New Suez channel helps to turn around National Marine Dredging

National Marine Dredging Company (NMDC), which was instrumental in delivering the New Suez Canal on time, has reported a significant turnaround in its fortunes for the second quarter.

It made a profit of Dh45 million, compared with a loss of Dh117m in the same period a year earlier. This was on the back of a trebling of revenue to Dh925m from Dh304m last year.

Revenue for the first six months of the year doubled to Dh1.4 billion – up from Dh693m last year – while a profit of Dh67m was declared, compared to a Dh155m loss in 2014.


A management report accompanying the accounts highlighted the company’s achievement in leading the consortium that completed the Suez Canal on time for its opening on August 6.

The chief executive Yasser Zaghloul last week said that the project was completed in nine-and-a-half months – way ahead of the 12-month deadline set by the Egyptian president Abdel Fattah El Sisi, or the three-year schedule that had originally been requested by engineers.

The company also said that it paid Dh125m for new equipment during the first six months of 2015 – namely a hopper dredger and a backhoe dredger.

These will “enhance capacity and improve operational efficiency”, it said. It now has a fleet of more than 30 vessels, according to its website.

NMDC was started in 1976 as a dredging division of Abu Dhabi National Oil Company and it remains as a largely government-held entity.

Currently, 32 per cent of its shares are held directly by the Abu Dhabi government and a further 20 per cent is held by Abu Dhabi United Group for Investment and Development – an entity that also owns Manchester City football club. About 41 per cent of NMDC’s shares are publicly owned.

Bassam Atiyeh, regional manager of the Belgian dredging firm Jan de Nul, which was part of the Suez Canal consortium, said that the regional dredging market is relatively quiet.

“The market is OK. It’s certainly not the boom of 2005 to 2010, but at the same time it’s not totally dead. There are projects continuing.

“You can’t compare with 2003 to 2010. There were much more projects then.

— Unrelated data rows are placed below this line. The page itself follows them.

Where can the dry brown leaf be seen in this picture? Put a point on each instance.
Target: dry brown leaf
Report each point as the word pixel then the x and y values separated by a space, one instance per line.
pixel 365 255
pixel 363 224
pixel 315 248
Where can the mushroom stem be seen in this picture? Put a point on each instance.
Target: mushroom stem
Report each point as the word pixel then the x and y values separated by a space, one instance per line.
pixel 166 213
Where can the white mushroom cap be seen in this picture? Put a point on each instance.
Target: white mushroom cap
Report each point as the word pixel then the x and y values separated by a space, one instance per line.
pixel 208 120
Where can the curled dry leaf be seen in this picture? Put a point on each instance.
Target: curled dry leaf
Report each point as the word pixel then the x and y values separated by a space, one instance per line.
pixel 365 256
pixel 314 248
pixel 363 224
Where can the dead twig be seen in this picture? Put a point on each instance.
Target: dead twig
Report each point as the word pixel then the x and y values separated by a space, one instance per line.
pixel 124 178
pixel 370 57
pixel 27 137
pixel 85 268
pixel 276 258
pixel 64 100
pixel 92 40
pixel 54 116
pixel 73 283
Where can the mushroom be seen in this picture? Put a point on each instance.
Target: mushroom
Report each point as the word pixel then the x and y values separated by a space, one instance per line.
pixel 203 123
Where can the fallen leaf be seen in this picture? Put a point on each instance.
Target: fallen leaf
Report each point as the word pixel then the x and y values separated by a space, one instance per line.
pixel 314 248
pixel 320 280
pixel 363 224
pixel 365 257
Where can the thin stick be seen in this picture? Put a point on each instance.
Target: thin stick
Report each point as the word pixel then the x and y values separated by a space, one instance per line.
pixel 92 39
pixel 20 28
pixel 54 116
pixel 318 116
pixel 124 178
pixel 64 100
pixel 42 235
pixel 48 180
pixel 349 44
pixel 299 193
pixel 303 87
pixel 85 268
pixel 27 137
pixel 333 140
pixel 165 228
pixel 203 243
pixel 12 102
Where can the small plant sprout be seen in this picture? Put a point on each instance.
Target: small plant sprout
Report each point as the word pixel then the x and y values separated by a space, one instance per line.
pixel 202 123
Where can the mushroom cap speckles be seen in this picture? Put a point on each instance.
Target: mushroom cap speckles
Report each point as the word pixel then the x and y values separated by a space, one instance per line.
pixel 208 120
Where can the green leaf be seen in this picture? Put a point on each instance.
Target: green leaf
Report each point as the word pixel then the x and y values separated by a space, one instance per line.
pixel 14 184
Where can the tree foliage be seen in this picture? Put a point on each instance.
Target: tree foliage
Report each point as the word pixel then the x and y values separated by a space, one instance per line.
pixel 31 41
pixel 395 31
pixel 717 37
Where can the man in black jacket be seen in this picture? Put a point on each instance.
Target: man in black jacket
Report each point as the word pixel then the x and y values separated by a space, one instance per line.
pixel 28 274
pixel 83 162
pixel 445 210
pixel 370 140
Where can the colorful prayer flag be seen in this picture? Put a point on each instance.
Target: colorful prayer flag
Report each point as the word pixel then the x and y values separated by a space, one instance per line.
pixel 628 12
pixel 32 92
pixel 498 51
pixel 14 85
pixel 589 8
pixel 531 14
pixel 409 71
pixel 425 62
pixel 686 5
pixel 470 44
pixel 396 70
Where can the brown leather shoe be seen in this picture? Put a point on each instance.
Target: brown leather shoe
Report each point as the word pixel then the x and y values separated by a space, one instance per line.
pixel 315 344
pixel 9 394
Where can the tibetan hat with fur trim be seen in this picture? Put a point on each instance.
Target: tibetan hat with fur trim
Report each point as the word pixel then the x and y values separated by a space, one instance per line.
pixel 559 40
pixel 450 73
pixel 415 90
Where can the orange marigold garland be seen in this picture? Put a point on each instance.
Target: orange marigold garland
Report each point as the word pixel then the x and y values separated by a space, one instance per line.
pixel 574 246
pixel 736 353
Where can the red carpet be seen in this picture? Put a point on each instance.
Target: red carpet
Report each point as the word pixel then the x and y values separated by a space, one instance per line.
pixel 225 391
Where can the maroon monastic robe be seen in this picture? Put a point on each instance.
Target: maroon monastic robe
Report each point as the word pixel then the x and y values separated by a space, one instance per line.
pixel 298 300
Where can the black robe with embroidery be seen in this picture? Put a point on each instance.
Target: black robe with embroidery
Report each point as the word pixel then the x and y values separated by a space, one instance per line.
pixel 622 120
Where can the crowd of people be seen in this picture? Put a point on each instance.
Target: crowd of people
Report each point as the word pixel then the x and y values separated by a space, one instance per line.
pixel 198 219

Until 2008 we did maybe 30 per cent of our entire turnover in the Middle East. Today that’s nearer 4 to 5 per cent.”

He said that there was still plenty of infrastructure work that will require dredging companies around the GCC, particularly in Saudi Arabia.

“There are still projects to come in Qatar and dredging work at the new port in Kuwait. Iran also has a lot of work to do, but that depends on the sanctions. If it does open, there is big potential there.”